Collaborative Distillation for Top-N Recommendation
This work provides a method to compress recommender models for faster inference, which is incremental as it adapts existing distillation techniques to a specific domain.
The paper tackles the challenge of applying knowledge distillation to recommender systems by proposing collaborative distillation, which addresses sparsity and ranking issues, resulting in performance improvements of 2.7-33.2% in hit rate and 2.7-29.1% in NDCG over state-of-the-art methods.

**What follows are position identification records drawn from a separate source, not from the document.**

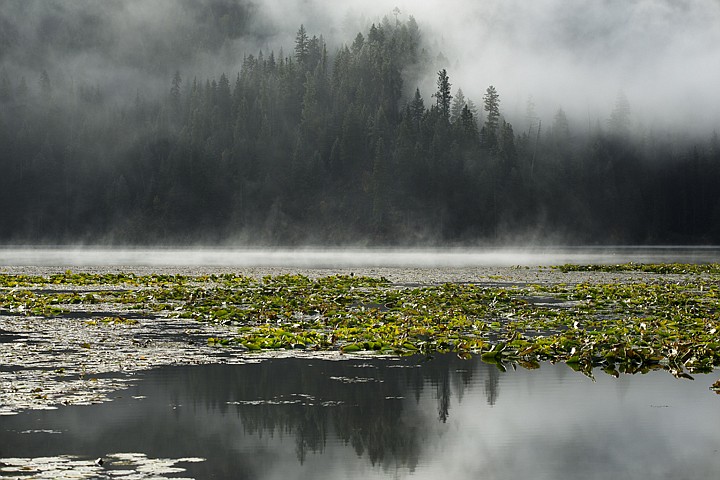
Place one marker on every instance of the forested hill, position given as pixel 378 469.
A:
pixel 334 145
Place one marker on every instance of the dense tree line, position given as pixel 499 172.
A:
pixel 321 146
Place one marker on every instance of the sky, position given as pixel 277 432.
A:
pixel 578 55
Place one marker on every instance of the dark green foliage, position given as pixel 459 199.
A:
pixel 318 147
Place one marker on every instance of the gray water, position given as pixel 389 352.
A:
pixel 351 257
pixel 384 418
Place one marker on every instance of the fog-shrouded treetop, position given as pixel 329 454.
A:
pixel 171 121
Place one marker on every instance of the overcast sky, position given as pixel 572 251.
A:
pixel 575 54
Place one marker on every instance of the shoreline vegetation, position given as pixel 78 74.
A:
pixel 334 144
pixel 66 338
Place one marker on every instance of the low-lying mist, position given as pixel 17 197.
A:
pixel 383 123
pixel 574 55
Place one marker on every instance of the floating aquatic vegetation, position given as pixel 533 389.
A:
pixel 124 465
pixel 79 325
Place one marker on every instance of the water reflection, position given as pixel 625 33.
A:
pixel 404 418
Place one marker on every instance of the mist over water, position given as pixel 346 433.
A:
pixel 216 122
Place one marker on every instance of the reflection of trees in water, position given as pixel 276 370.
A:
pixel 492 384
pixel 363 402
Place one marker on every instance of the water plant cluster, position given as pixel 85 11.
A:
pixel 669 320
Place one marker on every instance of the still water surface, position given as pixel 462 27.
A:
pixel 385 418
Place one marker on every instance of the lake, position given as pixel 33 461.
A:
pixel 405 418
pixel 412 418
pixel 350 257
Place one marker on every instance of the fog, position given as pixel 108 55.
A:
pixel 577 55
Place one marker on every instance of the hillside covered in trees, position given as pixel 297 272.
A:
pixel 326 144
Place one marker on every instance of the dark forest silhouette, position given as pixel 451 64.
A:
pixel 334 147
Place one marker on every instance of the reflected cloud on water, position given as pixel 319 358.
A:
pixel 402 418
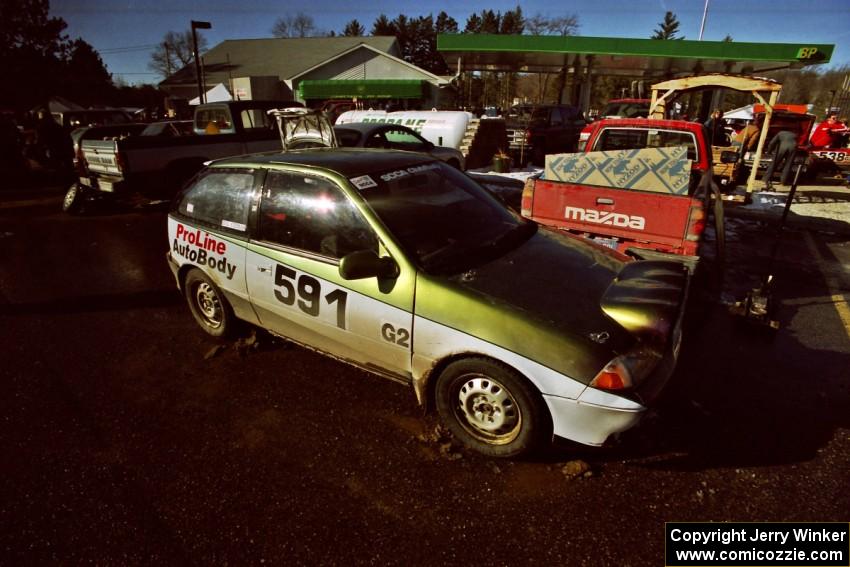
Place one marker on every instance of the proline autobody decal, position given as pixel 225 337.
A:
pixel 200 247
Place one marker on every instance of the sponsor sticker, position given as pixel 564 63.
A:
pixel 363 182
pixel 234 225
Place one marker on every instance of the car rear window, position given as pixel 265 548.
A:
pixel 312 214
pixel 639 138
pixel 220 199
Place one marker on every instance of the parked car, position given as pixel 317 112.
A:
pixel 71 119
pixel 396 137
pixel 109 132
pixel 169 128
pixel 405 267
pixel 535 131
pixel 157 166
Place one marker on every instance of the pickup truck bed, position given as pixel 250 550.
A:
pixel 646 224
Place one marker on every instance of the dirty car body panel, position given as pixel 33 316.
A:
pixel 469 281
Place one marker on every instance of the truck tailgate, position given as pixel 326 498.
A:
pixel 629 215
pixel 101 156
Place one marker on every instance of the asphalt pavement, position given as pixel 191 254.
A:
pixel 133 438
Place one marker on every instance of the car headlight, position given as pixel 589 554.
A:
pixel 627 370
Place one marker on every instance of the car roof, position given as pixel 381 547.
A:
pixel 648 123
pixel 369 127
pixel 349 162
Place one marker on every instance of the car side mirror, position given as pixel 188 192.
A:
pixel 366 264
pixel 729 157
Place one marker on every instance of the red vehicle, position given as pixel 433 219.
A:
pixel 647 225
pixel 617 108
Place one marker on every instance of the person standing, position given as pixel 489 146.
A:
pixel 783 146
pixel 716 127
pixel 748 137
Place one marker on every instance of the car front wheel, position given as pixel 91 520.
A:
pixel 209 307
pixel 74 199
pixel 490 408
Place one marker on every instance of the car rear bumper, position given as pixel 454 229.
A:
pixel 104 184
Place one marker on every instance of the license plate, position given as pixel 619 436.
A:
pixel 609 242
pixel 677 342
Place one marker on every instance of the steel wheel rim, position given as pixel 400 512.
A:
pixel 486 409
pixel 69 197
pixel 209 305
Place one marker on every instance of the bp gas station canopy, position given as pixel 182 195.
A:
pixel 648 58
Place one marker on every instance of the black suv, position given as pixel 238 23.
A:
pixel 536 130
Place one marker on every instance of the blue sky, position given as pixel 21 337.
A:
pixel 124 32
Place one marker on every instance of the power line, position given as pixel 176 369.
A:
pixel 128 49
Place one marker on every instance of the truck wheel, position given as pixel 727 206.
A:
pixel 74 199
pixel 539 154
pixel 490 408
pixel 208 305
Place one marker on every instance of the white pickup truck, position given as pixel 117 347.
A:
pixel 158 166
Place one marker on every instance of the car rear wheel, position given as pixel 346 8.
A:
pixel 490 408
pixel 74 199
pixel 208 305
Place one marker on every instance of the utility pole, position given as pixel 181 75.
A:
pixel 704 16
pixel 199 26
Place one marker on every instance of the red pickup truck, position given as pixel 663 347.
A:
pixel 645 224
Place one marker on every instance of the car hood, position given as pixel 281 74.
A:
pixel 543 300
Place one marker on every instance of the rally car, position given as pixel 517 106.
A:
pixel 402 265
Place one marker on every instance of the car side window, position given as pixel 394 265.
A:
pixel 256 120
pixel 557 119
pixel 620 139
pixel 220 198
pixel 404 140
pixel 312 214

Knowledge distillation (KD) is a well-known method to reduce inference latency by compressing a cumbersome teacher model to a small student model. Despite the success of KD in the classification task, applying KD to recommender models is challenging due to the sparsity of positive feedback, the ambiguity of missing feedback, and the ranking problem associated with the top-N recommendation. To address the issues, we propose a new KD model for the collaborative filtering approach, namely collaborative distillation (CD). Specifically, (1) we reformulate a loss function to deal with the ambiguity of missing feedback. (2) We exploit probabilistic rank-aware sampling for the top-N recommendation. (3) To train the proposed model effectively, we develop two training strategies for the student model, called the teacher- and the student-guided training methods, selecting the most useful feedback from the teacher model. Via experimental results, we demonstrate that the proposed model outperforms the state-of-the-art method by 2.7-33.2% and 2.7-29.1% in hit rate (HR) and normalized discounted cumulative gain (NDCG), respectively. Moreover, the proposed model achieves the performance comparable to the teacher model.